The Easter holidays ended. Kit went back to London for her last few weeks. Robin began the term at his day school in Norwich; early mornings still so chilly, getting up in blue light to walk a mile to the crossroads and wait for the first bus. His efforts would be rewarded, his parents thought. Robin wanted a place at medical school, and would get it. Yet he seemed to have no humanitarian concerns. He marked off the seasons by a change of games kit; now, spring having arrived, he tossed his hockey stick up in the attics and packed his cricket bag.

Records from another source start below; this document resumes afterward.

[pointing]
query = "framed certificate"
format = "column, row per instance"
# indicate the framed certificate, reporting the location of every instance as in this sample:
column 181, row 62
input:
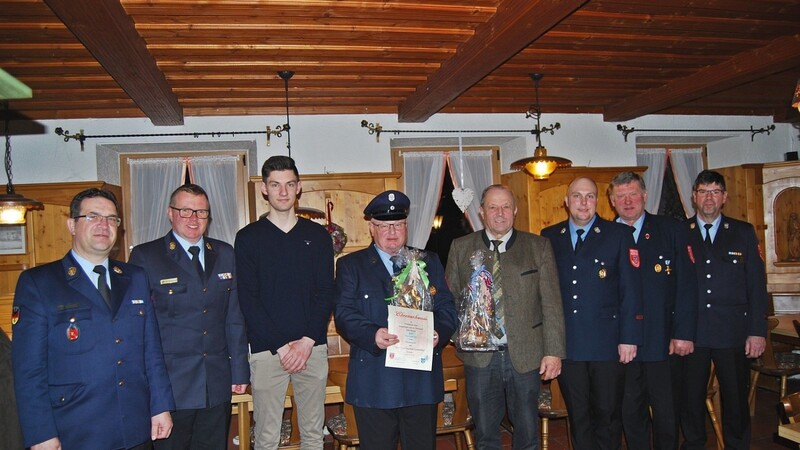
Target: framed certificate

Weekends saw him bussed about the county, playing away. Sunday nights he bounced, or trailed, back: sad tales of full-length balls on the off-stump, or glory sagas that put color in his cheeks and made him look like his father when his father was young: sixty-five off the first twenty overs, he would say, and then we accelerated, run-a-ball, finished it off just after tea with five wickets in hand. “Do you know what Robin’s talking about?” Anna would say—deriving a pale routine gratification from the child’s health and simplicity, from his resemblance to the other boy she had once known.